The 123 anchor investors joining Life Insurance Corp. of India’s IPO committed to purchase shares at $12.38 each, according to a stock exchange statement

India’s largest ever public offering drew anchor investors including Norway’s sovereign wealth fund and the Singaporean government, raising Rs. 56.3 billion ($736 million) ahead of its full initial public offering.

The 123 anchor investors joining Life Insurance Corp. of India’s IPO committed to purchase shares at Rs. 949 ($12.38) each, the top end of a marketed range, according to a stock exchange statement Tuesday.

They include the Norwegian fund and the Singapore government, confirming an earlier report by Bloomberg News, as well as 15 domestic mutual funds accounting for 71% of the anchor allocation.

Orders from retail investors for the listing, which could raise as much as Rs. 210 billion ($2.74 billion) in total, will be taken starting Wednesday.

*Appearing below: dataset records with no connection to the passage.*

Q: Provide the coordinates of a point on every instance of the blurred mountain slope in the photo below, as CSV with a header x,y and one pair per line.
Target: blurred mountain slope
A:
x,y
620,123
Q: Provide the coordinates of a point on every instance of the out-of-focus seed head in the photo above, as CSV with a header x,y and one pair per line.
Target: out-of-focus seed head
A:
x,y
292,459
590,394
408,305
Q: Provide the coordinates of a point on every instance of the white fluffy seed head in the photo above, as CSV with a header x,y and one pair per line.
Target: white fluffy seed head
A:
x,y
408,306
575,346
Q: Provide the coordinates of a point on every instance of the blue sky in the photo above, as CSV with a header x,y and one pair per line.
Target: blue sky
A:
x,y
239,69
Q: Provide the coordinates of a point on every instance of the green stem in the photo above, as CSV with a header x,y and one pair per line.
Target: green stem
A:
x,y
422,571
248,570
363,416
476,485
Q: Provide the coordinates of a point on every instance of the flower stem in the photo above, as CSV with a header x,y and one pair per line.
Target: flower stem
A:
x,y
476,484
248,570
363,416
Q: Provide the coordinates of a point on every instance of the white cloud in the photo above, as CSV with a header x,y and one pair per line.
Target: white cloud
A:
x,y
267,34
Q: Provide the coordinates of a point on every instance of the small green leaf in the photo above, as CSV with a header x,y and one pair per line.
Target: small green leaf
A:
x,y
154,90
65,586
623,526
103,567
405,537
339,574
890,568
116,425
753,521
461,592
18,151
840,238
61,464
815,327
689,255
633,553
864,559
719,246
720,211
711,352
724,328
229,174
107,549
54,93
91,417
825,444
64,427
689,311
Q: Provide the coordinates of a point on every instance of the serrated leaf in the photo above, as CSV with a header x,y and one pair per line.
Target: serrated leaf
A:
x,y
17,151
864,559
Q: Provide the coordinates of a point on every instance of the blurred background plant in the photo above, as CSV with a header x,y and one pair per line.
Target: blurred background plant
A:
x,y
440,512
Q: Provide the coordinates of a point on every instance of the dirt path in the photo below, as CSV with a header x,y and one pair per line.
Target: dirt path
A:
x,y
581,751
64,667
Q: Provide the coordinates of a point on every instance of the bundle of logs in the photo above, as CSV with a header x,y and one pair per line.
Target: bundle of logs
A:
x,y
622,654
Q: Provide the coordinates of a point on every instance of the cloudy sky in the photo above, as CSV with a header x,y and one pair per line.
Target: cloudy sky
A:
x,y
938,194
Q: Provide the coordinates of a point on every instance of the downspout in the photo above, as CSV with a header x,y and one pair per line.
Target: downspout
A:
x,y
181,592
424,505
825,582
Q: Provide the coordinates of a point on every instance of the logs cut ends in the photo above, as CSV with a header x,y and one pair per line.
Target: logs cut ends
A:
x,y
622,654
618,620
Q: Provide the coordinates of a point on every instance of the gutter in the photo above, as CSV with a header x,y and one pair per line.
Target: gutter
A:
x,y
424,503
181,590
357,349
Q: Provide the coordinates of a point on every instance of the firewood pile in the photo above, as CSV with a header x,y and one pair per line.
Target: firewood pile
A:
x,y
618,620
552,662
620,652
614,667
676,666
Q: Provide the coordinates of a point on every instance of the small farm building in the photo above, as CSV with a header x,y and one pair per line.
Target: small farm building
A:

LIC’s IPO, which had previously been touted as India’s Aramco moment in reference to the $29.4 billion listing of Gulf oil giant Saudi Arabian Oil Co., is testing the depth of India’s capital market. While India’s government has pared back its original fundraising goal by about 60% - as the war in Ukraine eroded investor appetite - the offering will still be the nation’s biggest.

Founded in the late 1950s, LIC is the country’s oldest insurer, and had the market to itself until the government opened it up to private competition in 2000. It remains India’s largest insurer with a sales agent in almost every neighbourhood across the country of about 1.4 billion people.

The listing is expected to lure small-town retail investors and loyal policyholders with an emotional attachment to the firm.

LIC has a 60% market share of India’s 24-company-strong life insurance market, but its hold is shrinking as private players chip away at its dominance.